La alimentación es clave para mantener la salud en un estado óptimo. Además del ejercicio físico, la manera en que nos alimentamos supone un pilar que afecta directamente a nuestra condición física. Las ensaladas, son opciones ideales, ya que resultan nutritivas, hidratantes y muy fáciles de preparar.

Muchas personas cuando piensan en ensaladas, las asocian a platos carentes de sabor, aburridos y poco saciantes. Sin embargo, es una elección que puede resultar muy completa y apropiada, si incluimos de manera consciente los ingredientes necesarios. A continuación, te damos 3 ideas para que tus ensaladas sean súper apetecibles, nutritivas y no puedas resistirte a ellas.

3 Ideas para preparar tus ensaladas

1. Ensalada de legumbres

Para muchos, incluir garbanzos o lentejas a sus ensaladas resulta incomprensible. ¿La razón? No la sabemos, ya que introducir una porción de legumbres en tus platos resulta de lo más nutritivo y beneficioso. Así que no esperes más, vierte un puñadito de lentejas o garbanzos en un bol y añade cebolla troceada, tomate, lechuga, atún y unas aceitunas. Como aliño un chorrito de aceite de oliva virgen extra, limón y/o vinagre.

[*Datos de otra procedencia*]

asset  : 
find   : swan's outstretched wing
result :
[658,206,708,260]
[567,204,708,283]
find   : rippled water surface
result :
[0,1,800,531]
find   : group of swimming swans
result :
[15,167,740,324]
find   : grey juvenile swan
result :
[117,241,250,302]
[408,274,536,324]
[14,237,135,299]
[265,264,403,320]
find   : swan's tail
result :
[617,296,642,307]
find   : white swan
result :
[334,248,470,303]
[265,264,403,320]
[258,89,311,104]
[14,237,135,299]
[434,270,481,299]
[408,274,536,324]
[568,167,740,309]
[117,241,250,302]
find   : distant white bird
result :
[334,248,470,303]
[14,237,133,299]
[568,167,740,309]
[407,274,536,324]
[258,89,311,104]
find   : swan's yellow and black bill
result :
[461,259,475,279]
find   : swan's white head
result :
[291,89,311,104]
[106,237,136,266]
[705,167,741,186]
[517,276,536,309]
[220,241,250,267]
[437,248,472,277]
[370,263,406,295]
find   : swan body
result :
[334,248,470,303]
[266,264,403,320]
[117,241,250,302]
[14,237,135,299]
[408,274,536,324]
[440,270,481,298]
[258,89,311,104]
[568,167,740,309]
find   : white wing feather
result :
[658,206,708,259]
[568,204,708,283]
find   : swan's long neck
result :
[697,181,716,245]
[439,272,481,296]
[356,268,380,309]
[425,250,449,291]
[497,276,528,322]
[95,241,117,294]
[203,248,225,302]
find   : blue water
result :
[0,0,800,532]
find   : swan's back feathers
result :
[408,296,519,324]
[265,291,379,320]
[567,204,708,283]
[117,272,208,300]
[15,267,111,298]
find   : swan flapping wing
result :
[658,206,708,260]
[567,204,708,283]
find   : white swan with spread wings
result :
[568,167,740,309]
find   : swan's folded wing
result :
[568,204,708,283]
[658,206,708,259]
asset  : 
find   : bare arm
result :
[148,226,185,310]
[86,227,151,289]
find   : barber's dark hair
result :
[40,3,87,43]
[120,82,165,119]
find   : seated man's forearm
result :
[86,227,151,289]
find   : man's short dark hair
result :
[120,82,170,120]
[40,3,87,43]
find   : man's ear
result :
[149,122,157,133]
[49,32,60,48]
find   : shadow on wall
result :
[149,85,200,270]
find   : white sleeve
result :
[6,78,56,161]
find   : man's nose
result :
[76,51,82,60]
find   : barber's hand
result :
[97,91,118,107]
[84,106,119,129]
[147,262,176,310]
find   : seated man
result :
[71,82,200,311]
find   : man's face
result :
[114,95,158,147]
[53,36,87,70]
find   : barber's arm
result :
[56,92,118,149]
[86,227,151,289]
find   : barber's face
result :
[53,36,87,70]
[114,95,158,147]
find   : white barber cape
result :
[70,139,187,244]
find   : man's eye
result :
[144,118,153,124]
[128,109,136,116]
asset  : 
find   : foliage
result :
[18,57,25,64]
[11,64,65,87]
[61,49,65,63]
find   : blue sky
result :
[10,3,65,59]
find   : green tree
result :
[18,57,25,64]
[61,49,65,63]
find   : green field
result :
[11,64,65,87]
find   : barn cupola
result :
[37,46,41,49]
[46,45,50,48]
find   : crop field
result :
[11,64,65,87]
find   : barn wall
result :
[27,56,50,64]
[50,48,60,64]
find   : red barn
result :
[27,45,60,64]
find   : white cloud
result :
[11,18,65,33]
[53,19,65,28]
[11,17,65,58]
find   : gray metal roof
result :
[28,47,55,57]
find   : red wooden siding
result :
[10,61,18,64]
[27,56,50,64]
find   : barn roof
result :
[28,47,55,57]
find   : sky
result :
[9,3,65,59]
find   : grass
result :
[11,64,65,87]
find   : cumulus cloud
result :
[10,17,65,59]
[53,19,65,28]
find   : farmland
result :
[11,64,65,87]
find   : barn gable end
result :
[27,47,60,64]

2. Ensalada de aguacate, huevo y fresas

Si eres de los que no se atreve a innovar y a crear en la cocina, seguro que te sigue resultando extraño añadir fruta a tus ensaladas. Seguro que en cuanto lo pruebes, se convertirá en un ingrediente imprescindible. Utiliza varios tipos de lechuga, espinacas, rúcula, canónigos… Añade un aguacate, un huevo hervido y unas fresas para aportar una dosis de color y nutrientes adiciones. Crea tanto color como se te ocurra. Alíñalo con un chorrito de aceite de olvida virgen extra y espolvorea tu plato con frutos secos troceados y semillas. ¡No te podrás resistir! Puedes incorporar, además de las fresas, otros frutos rojos como los arándanos o las frambuesas.

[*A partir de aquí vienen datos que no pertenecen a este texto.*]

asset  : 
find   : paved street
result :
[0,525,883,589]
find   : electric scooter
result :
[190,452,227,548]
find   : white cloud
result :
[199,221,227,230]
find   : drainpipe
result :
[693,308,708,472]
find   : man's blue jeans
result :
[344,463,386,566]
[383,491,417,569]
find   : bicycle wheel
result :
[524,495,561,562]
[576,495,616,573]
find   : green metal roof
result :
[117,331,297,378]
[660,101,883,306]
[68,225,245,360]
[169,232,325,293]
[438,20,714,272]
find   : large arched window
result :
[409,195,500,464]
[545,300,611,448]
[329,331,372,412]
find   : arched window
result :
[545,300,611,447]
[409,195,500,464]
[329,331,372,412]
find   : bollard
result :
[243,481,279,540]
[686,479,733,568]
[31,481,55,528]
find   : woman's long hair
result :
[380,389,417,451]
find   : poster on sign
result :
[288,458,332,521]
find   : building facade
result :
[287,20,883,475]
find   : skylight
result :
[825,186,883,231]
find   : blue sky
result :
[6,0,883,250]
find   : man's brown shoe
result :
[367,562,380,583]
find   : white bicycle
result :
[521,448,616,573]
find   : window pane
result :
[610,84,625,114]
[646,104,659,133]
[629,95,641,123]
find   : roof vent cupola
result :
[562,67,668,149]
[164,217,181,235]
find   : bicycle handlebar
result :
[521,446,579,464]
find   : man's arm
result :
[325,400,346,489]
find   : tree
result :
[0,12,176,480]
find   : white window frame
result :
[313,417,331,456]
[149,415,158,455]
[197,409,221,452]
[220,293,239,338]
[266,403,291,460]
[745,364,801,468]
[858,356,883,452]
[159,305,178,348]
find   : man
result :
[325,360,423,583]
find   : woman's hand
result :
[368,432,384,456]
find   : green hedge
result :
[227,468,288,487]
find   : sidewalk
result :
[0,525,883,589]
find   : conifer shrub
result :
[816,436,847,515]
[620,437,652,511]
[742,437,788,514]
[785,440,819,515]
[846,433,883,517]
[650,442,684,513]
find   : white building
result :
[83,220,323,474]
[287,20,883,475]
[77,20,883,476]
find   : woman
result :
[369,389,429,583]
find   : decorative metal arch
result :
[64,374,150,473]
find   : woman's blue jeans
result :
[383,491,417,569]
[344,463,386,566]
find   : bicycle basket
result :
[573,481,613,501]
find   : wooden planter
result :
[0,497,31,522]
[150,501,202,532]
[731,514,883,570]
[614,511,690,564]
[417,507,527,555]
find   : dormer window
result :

3. Ensalada con pollo, queso y piña

Sobre una buena cantidad de hoja verde, añade unos trocitos de pollo hecho a la plancha o al horno y unas láminas de queso. Atrévete con la piña, ya que tiene muchas propiedades, y añade cualquier ingrediente que tu creatividad te demande. Las semillas de calabaza y girasol son siempre un condimento perfecto para las ensaladas, así como los frutos secos o los germinados.

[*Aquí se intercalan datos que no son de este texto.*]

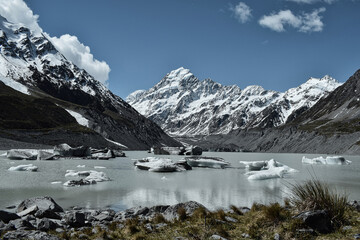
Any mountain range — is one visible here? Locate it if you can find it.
[0,17,181,149]
[126,67,341,136]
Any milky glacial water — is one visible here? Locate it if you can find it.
[0,151,360,210]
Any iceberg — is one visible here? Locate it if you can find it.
[301,156,351,165]
[134,157,191,172]
[185,157,230,168]
[63,170,110,186]
[240,159,298,180]
[8,164,38,172]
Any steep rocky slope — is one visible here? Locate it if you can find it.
[126,68,341,136]
[0,17,179,149]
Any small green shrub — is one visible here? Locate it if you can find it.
[230,205,244,215]
[153,213,166,223]
[290,179,348,227]
[263,203,285,223]
[177,207,187,221]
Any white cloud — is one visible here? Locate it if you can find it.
[50,34,110,85]
[287,0,337,4]
[0,0,42,32]
[259,8,326,33]
[230,2,252,23]
[0,0,110,85]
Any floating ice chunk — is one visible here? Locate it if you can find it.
[302,156,351,165]
[51,181,61,184]
[244,159,298,180]
[64,170,110,186]
[185,157,230,168]
[134,157,187,172]
[9,164,38,172]
[240,161,266,171]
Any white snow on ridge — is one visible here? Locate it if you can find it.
[126,67,341,136]
[0,75,30,95]
[65,109,89,127]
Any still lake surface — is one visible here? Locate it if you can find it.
[0,151,360,210]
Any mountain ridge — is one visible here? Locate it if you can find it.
[0,17,181,149]
[126,67,341,136]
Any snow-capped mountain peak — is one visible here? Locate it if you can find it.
[126,67,340,136]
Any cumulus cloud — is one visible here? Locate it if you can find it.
[287,0,337,4]
[0,0,110,85]
[259,8,326,33]
[230,2,252,23]
[0,0,42,32]
[51,34,110,84]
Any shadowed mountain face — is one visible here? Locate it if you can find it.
[127,68,341,136]
[0,17,180,149]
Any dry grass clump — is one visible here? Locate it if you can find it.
[290,179,348,227]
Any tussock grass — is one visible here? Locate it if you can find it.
[290,179,348,227]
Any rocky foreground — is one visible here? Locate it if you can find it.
[0,197,360,240]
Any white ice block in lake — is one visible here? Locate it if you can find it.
[301,156,351,165]
[8,164,38,172]
[241,159,298,180]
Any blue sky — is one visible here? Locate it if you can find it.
[10,0,360,98]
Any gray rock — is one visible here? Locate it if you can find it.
[225,216,238,223]
[64,212,85,228]
[16,197,64,212]
[34,209,61,219]
[37,218,60,232]
[17,205,38,217]
[154,223,167,229]
[10,219,35,230]
[0,210,20,223]
[295,210,333,233]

Otras opciones como base de tus ensaladas

Aunque hemos hablado de ensaladas muy ligeras, hay muchísimas opciones para utilizar como base de éstas. Ensalada de quinoa, de patatas, de pasta, de arroz… Hay tantas opciones como ingredientes en tu cocina. ¡Eso sí! No caigas en ciertas tentaciones como salsas o condimentos altos en grasa como el bacon, entre otros… Recuerda que cualquier verdura que encuentres en tu nevera es una buena opción, tanto en crudo como cocinada, si el alimento lo requiere. Hazlas de carne o marisco, frías o calientes, vegetarianas… ¡Sé creativo!